Customs facility advances Tallahassee toward world stage
Anyone flying through Tallahassee’s airport over the last few years has likely noticed subtle and not-so-subtle changes. Capital Circle SW has been expanded to three lanes for most of the stretch from Tennessee Street to the airport. Interior renovations have been made to the facilities. Restaurants have been upgraded, and more business-friendly amenities have popped up around the terminal.
The man responsible for many of the improvements over the past 30 years is Tallahassee International Airport director of aviation David Pollard. He started at TLH in 1994 and worked in airport operations and as deputy director.

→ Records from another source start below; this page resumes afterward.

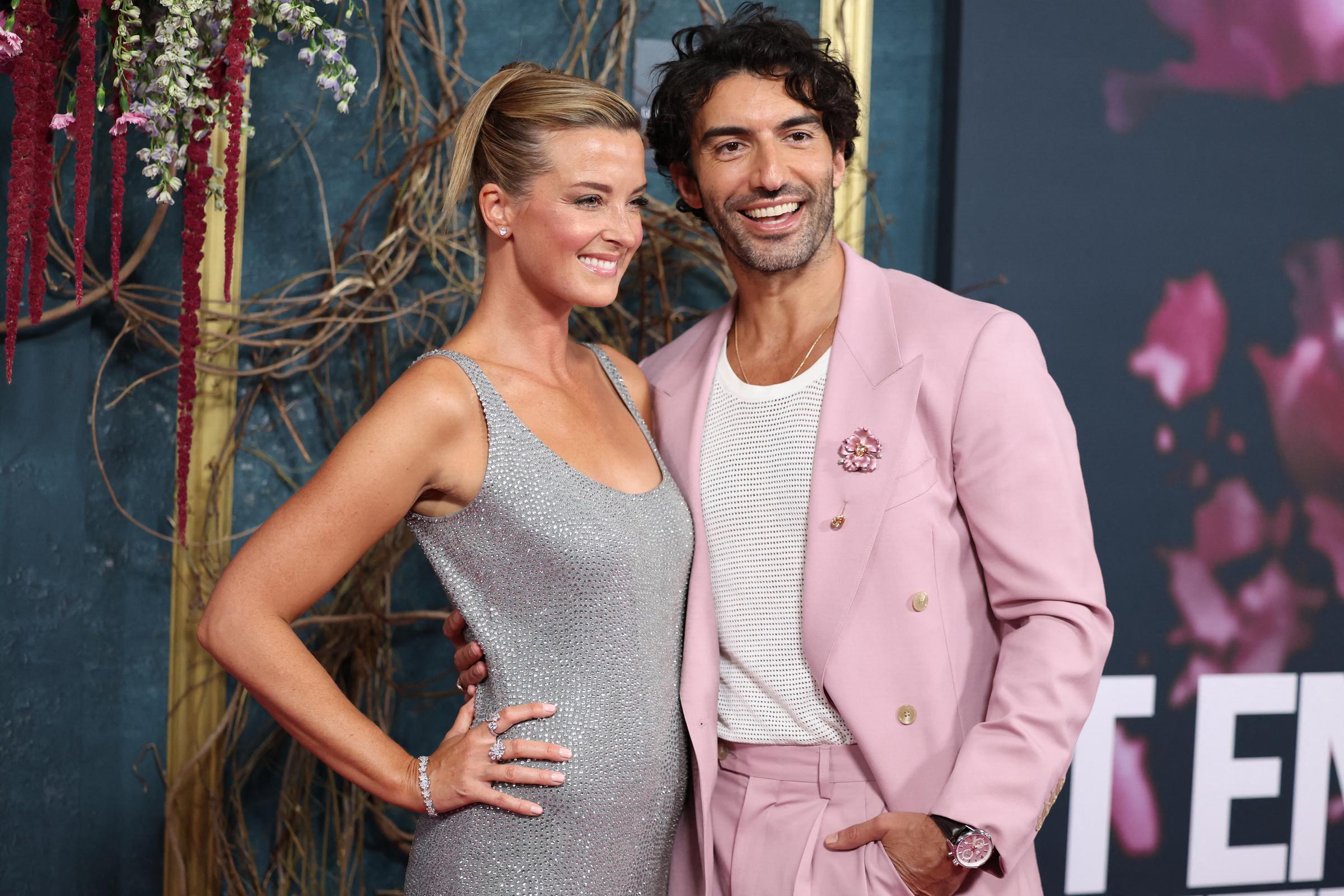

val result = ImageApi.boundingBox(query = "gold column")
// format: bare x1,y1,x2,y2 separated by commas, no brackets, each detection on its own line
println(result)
164,77,251,896
821,0,872,253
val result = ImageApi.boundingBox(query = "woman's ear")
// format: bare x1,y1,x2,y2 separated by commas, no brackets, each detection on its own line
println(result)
476,184,514,236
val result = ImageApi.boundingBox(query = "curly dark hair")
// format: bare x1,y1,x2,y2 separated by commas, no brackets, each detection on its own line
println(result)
645,3,859,211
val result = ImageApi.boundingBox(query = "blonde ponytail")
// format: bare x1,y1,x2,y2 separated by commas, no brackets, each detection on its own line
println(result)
447,62,640,224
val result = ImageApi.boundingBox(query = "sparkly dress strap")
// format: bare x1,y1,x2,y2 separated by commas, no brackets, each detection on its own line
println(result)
407,348,512,441
584,343,662,468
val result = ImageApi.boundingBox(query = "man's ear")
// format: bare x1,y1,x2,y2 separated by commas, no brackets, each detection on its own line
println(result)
668,161,704,208
476,184,516,235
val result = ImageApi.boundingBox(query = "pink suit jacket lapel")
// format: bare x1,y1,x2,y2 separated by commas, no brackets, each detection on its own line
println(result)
642,300,736,757
802,243,923,687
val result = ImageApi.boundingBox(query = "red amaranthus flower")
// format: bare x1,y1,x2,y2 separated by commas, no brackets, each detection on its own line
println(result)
178,117,214,544
108,101,127,302
225,0,253,302
28,4,58,324
4,0,46,383
74,0,102,306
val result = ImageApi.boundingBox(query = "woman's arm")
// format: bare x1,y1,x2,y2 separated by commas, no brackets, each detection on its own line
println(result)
196,363,559,814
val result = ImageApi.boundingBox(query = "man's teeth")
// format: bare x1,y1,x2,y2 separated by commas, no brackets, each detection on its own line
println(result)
742,203,799,218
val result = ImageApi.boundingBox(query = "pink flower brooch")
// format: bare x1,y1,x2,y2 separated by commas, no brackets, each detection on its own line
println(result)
836,426,881,473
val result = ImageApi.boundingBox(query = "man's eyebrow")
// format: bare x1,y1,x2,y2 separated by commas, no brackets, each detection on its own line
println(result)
776,111,821,130
700,113,821,144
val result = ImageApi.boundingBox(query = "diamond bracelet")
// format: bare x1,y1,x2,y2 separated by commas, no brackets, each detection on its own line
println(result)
419,757,438,818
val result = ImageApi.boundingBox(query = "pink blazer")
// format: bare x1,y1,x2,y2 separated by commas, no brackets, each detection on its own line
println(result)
642,246,1113,896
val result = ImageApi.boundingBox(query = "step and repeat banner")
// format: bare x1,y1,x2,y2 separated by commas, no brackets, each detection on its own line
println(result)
944,0,1344,896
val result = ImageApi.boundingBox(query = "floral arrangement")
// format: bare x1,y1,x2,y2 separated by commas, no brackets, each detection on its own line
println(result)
0,0,359,539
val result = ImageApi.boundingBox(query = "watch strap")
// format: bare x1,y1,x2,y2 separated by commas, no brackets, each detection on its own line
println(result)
928,814,1004,877
928,815,974,843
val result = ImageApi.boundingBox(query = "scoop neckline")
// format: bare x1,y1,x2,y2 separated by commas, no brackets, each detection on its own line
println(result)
406,343,671,520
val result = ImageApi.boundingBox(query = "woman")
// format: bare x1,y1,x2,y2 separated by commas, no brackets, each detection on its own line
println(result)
199,63,692,896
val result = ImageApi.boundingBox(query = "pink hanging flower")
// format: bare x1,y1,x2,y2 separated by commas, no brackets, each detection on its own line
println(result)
108,111,149,137
836,426,881,473
0,24,23,59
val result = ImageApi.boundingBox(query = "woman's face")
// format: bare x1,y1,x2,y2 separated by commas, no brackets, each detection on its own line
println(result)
492,128,648,307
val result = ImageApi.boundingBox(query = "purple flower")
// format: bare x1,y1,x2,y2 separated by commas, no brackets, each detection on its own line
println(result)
0,24,22,59
837,426,881,473
108,111,149,137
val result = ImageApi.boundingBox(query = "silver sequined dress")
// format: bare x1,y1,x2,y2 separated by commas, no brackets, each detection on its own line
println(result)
406,347,692,896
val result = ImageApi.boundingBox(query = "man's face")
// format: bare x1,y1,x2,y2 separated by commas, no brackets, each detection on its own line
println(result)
672,74,844,273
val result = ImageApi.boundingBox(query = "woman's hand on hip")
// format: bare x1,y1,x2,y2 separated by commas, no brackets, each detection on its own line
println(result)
411,697,572,815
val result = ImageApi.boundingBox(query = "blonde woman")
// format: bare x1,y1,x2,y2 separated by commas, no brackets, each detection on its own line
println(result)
199,63,692,896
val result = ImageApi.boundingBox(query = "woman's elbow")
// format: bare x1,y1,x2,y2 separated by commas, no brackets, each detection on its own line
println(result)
196,587,236,665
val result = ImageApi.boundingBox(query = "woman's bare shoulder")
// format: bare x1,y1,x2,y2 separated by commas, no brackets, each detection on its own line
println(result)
387,354,481,435
598,343,651,418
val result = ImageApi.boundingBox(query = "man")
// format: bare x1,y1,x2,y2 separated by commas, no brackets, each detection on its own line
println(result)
446,4,1113,896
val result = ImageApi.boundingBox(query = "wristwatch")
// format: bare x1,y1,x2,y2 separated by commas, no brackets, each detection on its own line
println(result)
928,815,995,868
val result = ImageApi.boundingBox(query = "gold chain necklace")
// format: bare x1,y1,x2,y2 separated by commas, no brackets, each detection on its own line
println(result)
732,312,840,385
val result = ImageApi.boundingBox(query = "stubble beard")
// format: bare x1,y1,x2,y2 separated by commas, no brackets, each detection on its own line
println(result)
704,180,836,274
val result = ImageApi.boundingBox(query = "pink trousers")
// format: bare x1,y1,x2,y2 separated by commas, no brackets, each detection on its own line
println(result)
710,743,910,896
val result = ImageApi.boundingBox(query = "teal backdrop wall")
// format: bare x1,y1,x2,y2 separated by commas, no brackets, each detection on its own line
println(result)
0,0,944,896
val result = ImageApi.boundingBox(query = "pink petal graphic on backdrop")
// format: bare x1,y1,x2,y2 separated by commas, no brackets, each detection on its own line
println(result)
1250,336,1344,500
1195,478,1266,568
1229,560,1325,673
1164,551,1236,651
1284,238,1344,375
1102,0,1344,133
1303,494,1344,598
1110,723,1161,856
1129,272,1227,408
1170,653,1227,710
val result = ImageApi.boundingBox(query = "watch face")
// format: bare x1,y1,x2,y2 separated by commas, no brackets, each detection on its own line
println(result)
957,830,995,868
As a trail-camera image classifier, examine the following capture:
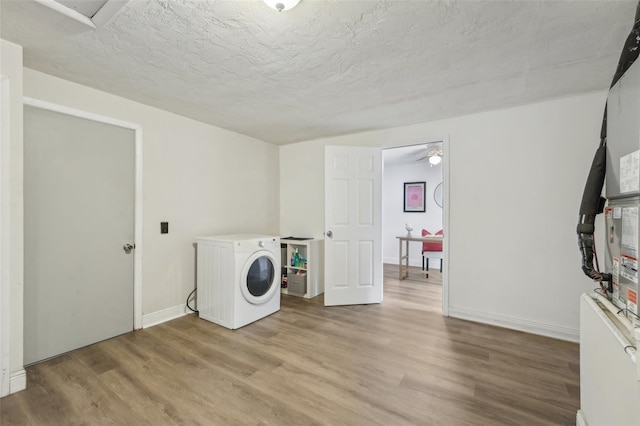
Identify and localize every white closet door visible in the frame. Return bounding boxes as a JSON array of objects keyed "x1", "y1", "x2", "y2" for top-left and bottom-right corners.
[
  {"x1": 24, "y1": 106, "x2": 135, "y2": 364},
  {"x1": 324, "y1": 146, "x2": 383, "y2": 306}
]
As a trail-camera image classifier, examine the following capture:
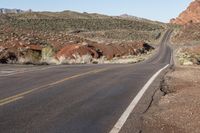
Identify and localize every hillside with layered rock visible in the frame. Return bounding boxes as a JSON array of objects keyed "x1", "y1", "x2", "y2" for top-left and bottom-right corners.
[
  {"x1": 171, "y1": 0, "x2": 200, "y2": 65},
  {"x1": 0, "y1": 11, "x2": 166, "y2": 64}
]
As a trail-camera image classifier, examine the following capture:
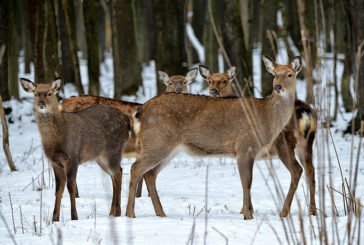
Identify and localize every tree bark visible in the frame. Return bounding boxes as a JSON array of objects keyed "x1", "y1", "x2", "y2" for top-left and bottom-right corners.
[
  {"x1": 153, "y1": 0, "x2": 187, "y2": 92},
  {"x1": 349, "y1": 0, "x2": 364, "y2": 133},
  {"x1": 297, "y1": 0, "x2": 316, "y2": 104},
  {"x1": 0, "y1": 1, "x2": 10, "y2": 100},
  {"x1": 111, "y1": 0, "x2": 141, "y2": 98},
  {"x1": 203, "y1": 0, "x2": 220, "y2": 73},
  {"x1": 260, "y1": 0, "x2": 278, "y2": 97},
  {"x1": 220, "y1": 0, "x2": 253, "y2": 96},
  {"x1": 62, "y1": 0, "x2": 84, "y2": 94},
  {"x1": 82, "y1": 0, "x2": 101, "y2": 95},
  {"x1": 0, "y1": 95, "x2": 16, "y2": 171}
]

His latest project is to open Tallahassee up to the rest of the world, taking the Tallahassee International Airport beyond a branding change to becoming truly international.
“Building blocks is how I like to refer to it,” Pollard said, regarding getting Customs facilities at TLH. “It’s been a long time coming.”
First came a new name and logo change in 2014. It’s been nearly a decade since proposed actions were first discussed with the City Commission, which approved the proposal after coordination with the Federal Aviation Administration, U.S. Customs and Border Protection and the Transportation Security Administration. Technical design standards from the U.S. CBP are highly specific.
“Part of the design envisions and entails an ability for the public to come into the facility from our regular parking lot,” Pollard explained.
Consumers will be able to come into the terminal like they normally do, but there will be a designated area for business owners to work with Customs on import and export needs. Customs will also require the synergistic efforts of several security agencies that all need office space in the new facility, as well as facilities to receive and review goods and services for international trade and travel.
“I take very seriously our efforts to become a major economic driver for not just this city or this county, but for the entire Northwest Florida region,” Pollard said.
Adding Customs will increase economic vitality by making Tallahassee a prime location for larger, international companies who require a portal to international trade.
“I call it competitive posturing. We are able to check that box, and we stay in contention for possible business opportunities,” Pollard explained. “This is an investment for our community that will bring growth, both in jobs and in business.”
Customs is not the only ongoing project at TLH. Frequent fliers might notice subtle changes and upgrades going into effect, like Dunkin’ Donuts and stations for customers to work while awaiting their flights. These are all part of the City Commission’s five-year plan to boost economic growth in the region.
“The key to me is to be as business-friendly as we can. To provide a safe, secure, efficient, customer-friendly experience,” Pollard said.
But the Customs facility will be what really puts Tallahassee on the global stage.
“In terms of passengers, we separate those out,” Pollard said. “Domestic passengers won’t really notice any real change other than the construction effort that’s in motion now.”
For the most part, it will be business as usual for national fliers but “there will be two international gates down at the end of our B concourse,” which will act as swing gates, capable of diverting global fliers toward Customs agents, where they can officially cross the border into the U.S.
Pollard emphasized that the expansion does not mean Tallahasseeans should get ready to book regular outgoing flights to London, Paris or Rome, though he wants that to be an ongoing conversation moving forward. However, having U.S. CBP in Tallahassee “opens the door to this community and region.”
The next step in the process is a Foreign Trade Zone application with the International Trade Administration, which will encompass nine counties in North Florida from Gulf County east to the I-75 corridor with an eye toward future expansion into South Georgia.
The director of aviation is always looking for ways to improve the airport. And though global passenger flights might be years away, Pollard believes Customs will be the first brick in building a gateway from Tallahassee to the rest of the world.